JOB_OUTPUT_BUCKET="gs://test_oob_classification"
!gsutil mkdir $JOB_OUTPUT_BUCKET

JOB_DIR='{}/{}'.format(JOB_OUTPUT_BUCKET, JOB_ID)

# Sets the machine configuration of training jobs.
TRAINING_INPUT = """trainingInput:
  scaleTier: CUSTOM
  masterType: n1-highmem-16
  masterConfig:
    imageUri: gcr.io/cloud-ml-algos/image_classification:latest
  workerType:  cloud_tpu
  workerConfig:
   imageUri: gcr.io/cloud-ml-algos/image_classification:latest
   acceleratorConfig:
     type: TPU_V2
     count: 8
  workerCount: 1
  # The following are hyper-parameter configs.
  hyperparameters:
   goal: MAXIMIZE
   hyperparameterMetricTag: "top_1_accuracy"
   maxTrials: 6
   maxParallelTrials: 3
   enableTrialEarlyStopping: True
   params:
   - parameterName: initial_learning_rate
     type: DOUBLE
     minValue: 0.001
     maxValue: 0.1
     scaleType: UNIT_LOG_SCALE
  """
with open('config.yaml', 'w') as f:
  f.write(TRAINING_INPUT)

# Launch AI platform training job.
! gcloud ai-platform jobs submit training $JOB_ID \
  --region=us-central1 \
  --config=config.yaml \
  --master-image-uri=gcr.io/cloud-ml-algos/image_classification:latest \
  -- \
  --training_data_path=gs://builtin-algorithm-data-public/flowers/flowers_train* \
  --validation_data_path=gs://builtin-algorithm-data-public/flowers/flowers_validation* \
  --job-dir=$JOB_DIR \
  --max_steps=300000 \
  --train_batch_size=128 \
  --eval_batch_size=100 \
  --num_eval_images=0 \
  --num_classes=5 \
  --initial_learning_rate=0.128 \
  --decay_steps=300000 \
  --optimizer_type='momentum' \
  --optimizer_arguments='momentum=0.9,use_nesterov=False' \
  --learning_rate_decay_type=cosine \
  --warmup_steps=2000 \
  --model_type='efficientnet-b4'

## `Monitor submitted training job`

In [0]:
!gcloud ai-platform jobs describe {JOB_ID}
!gcloud ai-platform jobs stream-logs {JOB_ID}

## Track training progress with TensorBoard

In [0]:
# Use tensorboard to monitor the progress.
# May need to wait for a few minutes until tensorflow metrics are available.
# Need to stop the process on `Monitor submitted training job` to start tensorboard.

%load_ext tensorboard
%tensorboard --logdir $JOB_DIR

## Run prediction locally



In [0]:
# Copy SavedModel to local.
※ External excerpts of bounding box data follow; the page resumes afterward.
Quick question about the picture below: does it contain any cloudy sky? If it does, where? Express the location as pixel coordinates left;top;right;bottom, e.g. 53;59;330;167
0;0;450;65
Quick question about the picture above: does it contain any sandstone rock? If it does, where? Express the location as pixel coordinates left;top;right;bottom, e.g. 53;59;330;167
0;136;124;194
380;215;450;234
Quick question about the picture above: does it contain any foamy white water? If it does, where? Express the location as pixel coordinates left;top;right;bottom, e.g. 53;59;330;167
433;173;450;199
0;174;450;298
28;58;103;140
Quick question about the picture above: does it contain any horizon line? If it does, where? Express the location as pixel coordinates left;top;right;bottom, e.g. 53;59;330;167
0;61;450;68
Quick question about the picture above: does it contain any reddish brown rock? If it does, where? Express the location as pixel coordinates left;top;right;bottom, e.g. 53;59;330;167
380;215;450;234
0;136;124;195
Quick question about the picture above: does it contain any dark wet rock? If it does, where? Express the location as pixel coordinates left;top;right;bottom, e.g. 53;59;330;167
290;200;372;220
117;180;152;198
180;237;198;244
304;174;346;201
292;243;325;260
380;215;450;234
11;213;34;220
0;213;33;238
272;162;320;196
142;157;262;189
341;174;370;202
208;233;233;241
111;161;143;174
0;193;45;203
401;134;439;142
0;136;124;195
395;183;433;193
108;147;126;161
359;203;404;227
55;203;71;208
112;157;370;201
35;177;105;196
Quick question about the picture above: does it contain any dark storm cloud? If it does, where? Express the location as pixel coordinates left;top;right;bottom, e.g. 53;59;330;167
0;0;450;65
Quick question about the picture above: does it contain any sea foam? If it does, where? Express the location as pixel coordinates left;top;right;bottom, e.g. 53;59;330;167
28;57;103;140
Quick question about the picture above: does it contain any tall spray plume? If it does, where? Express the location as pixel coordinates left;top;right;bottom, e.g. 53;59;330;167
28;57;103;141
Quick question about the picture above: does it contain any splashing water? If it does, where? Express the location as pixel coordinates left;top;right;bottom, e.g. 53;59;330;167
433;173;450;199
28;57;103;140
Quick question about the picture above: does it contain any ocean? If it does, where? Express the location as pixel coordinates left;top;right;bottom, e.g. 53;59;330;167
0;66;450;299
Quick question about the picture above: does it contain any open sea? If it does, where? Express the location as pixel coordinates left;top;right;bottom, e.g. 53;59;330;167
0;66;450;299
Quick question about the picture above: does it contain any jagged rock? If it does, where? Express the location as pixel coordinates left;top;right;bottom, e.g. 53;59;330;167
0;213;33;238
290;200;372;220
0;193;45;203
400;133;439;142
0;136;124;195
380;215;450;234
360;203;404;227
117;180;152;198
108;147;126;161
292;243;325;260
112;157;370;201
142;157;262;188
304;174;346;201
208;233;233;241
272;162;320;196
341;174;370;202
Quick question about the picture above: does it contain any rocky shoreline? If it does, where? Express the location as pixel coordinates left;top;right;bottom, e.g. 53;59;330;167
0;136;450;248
Need to wait until there is SavedModel available.

JOB_DIR=''
!gsutil cp -r $JOB_DIR/model .

# Use the following command if it is a hyperparameter tuning job.
# TRIAL_ID=1
# !gsutil cp -r $JOB_DIR/{TRIAL_ID}/model .


print('\nThe generated SavedModel has the following signature:')
!saved_model_cli show --dir model --tag_set serve --signature_def classify

In [0]:
# Run prediction locally:


import tensorflow as tf
import os

predict_fn = tf.contrib.predictor.from_saved_model(
    export_dir='model',
    signature_def_key='classify')

IMAGE_URI='gs://download.tensorflow.org/example_images/grace_hopper.jpg'

with tf.gfile.FastGFile(IMAGE_URI, 'rb') as img_file:
  img_data = img_file.read()
  image = [img_data]
  predictions = predict_fn({
      'image_bytes': image,
      'key': ['test_key']
  })
  print('The predicted class is {}'.format(predictions['classes']))
  print('probabilities is {}'.format(predictions['probabilities']))


## Deploying trained model in Cloud AI platform for online prediction in production

After training is done, you should expect the following directory structure under your `JOB_DIR`.

*   model/
  * saved_model.pb
  * variables
  * deployment_config.yaml

The deployment_config.yaml file should contain something like :
```
deploymentUri: gs://JOB_DIR/model
framework: TENSORFLOW
labels:
  job_id: {JOB_NAME}
  gloabal_step: '1000'
runtimeVersion: '1.13'
```

Let's try to use this file to deploy our model in prediction and make predictions from it.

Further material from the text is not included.